La più antica, forse l’unica testimonianza di duello atavico
tra eroi verificatosi nel corso dell’Alto medioevo europeo è stata identificata
dallo scrivente in un episodio di apparente insignificanza, descritto nella
“Storia dei Franchi” di Gregorio di Tours: correva l’anno 590 d.C., l’ultimo
del regno di Àutari quando un esercito di Franchi, calati dai valichi
dell’attuale Svizzera, fu arrestato presso Ponte Tresa, il cui nome da sempre
indica la presenza di un passaggio per l’attraversamento di acque profonde. Qui
si consumò un'ordalia tra guerrieri barbarici: un duello tra un Franco e un
Longobardo, campioni scelti, a cui era stata affidata l’esecuzione del volere
divino presso il confine simbolico del regno aggredito. La più antica
testimonianza, invece, di un vero e proprio duello giudiziario sarebbe riportata da Fredegario, altro storico
franco, quando nel 624 Pittone, campione della regina Gundeperga figlia di
Teodolinda uccise in singolar tenzone tale Adalulfo, che aveva accusato la
sovrana di adulterio e tentato omicidio ai danni del re: l’esito dello scontro
comportò la completa riabilitazione della regina. Poco più tardi (643 d.C), il
duello per giudizio divino sarebbe stato riconosciuto per iscritto dal celebre
Editto di Rotari.
La concezione alla base di tale istituto era quella,
"barbarica", che vedeva i campi del diritto, tanto pubblico quanto
privato, quelli della morale e della
religione come un tutt'uno inscindibile; inoltre, al culto del divino si
accompagnava quello, mai sopito, della forza fisica e delle armi.

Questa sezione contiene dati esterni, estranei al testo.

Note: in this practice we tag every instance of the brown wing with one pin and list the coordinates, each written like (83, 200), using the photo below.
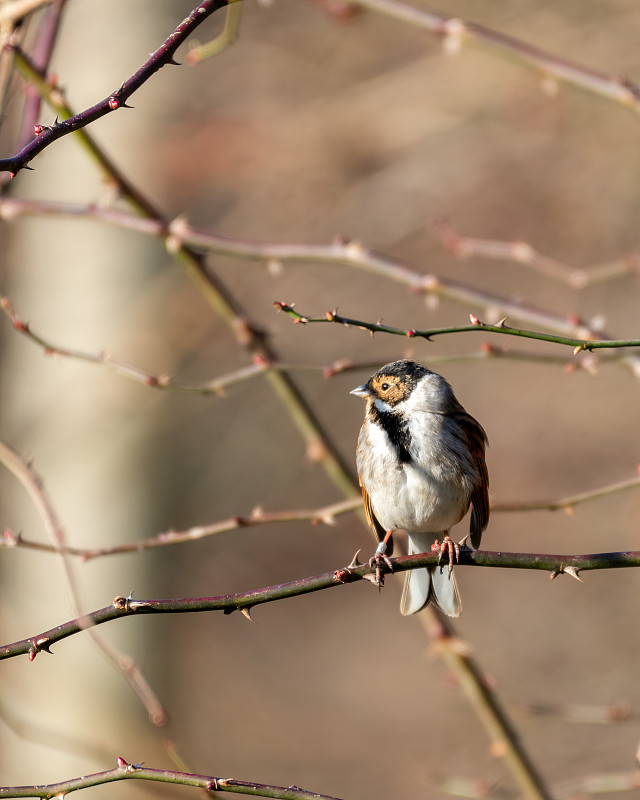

A proposito di armi è opportuno ricordare che parte
dell'equipaggiamento da guerra, necessario nei secoli a venire, fu proprio
introdotto nel corso dell’Alto Medioevo barbarico. Popoli nuovi, originari
della steppa come gli Unni, di etnia mongolica e gli Alani e Àvari, turco-altaici,
cavalieri eccezionali che passavano la maggior parte della propria vita
letteralmente sul cavallo, tra il V e il VII secolo misero a ferro e fuoco prima
ii confini dell'Impero romano, poi dei regni barbarici. Il ruolo primario del
cavallo, che in età romana era stato impiegato in modo assai marginale e l'introduzione
della staffa, sconosciuta al mondo classico e più tardi diffusa su vasta scala
nell'esercito franco (VIII sec.) avrebbero pesantemente influenzato i futuri
equilibri della neonata Europa. Non va nemmeno del tutto esclusa la possibilità
che l'armamento da torneo del basso medioevo sia stato in parte ispirato dai
catafratti (da κατά, "tutto", "fino in fondo" e φρακτός
"coperto, protetto"): i primi corpi di cavalleria pesante della
storia, introdotti dai persiani e ripresi dall'impero bizantino, dove il
metallo proteggeva allo stesso tempo cavallo e cavaliere.
Con l'evolversi del Regno longobardo, sotto Liutprando (712-44)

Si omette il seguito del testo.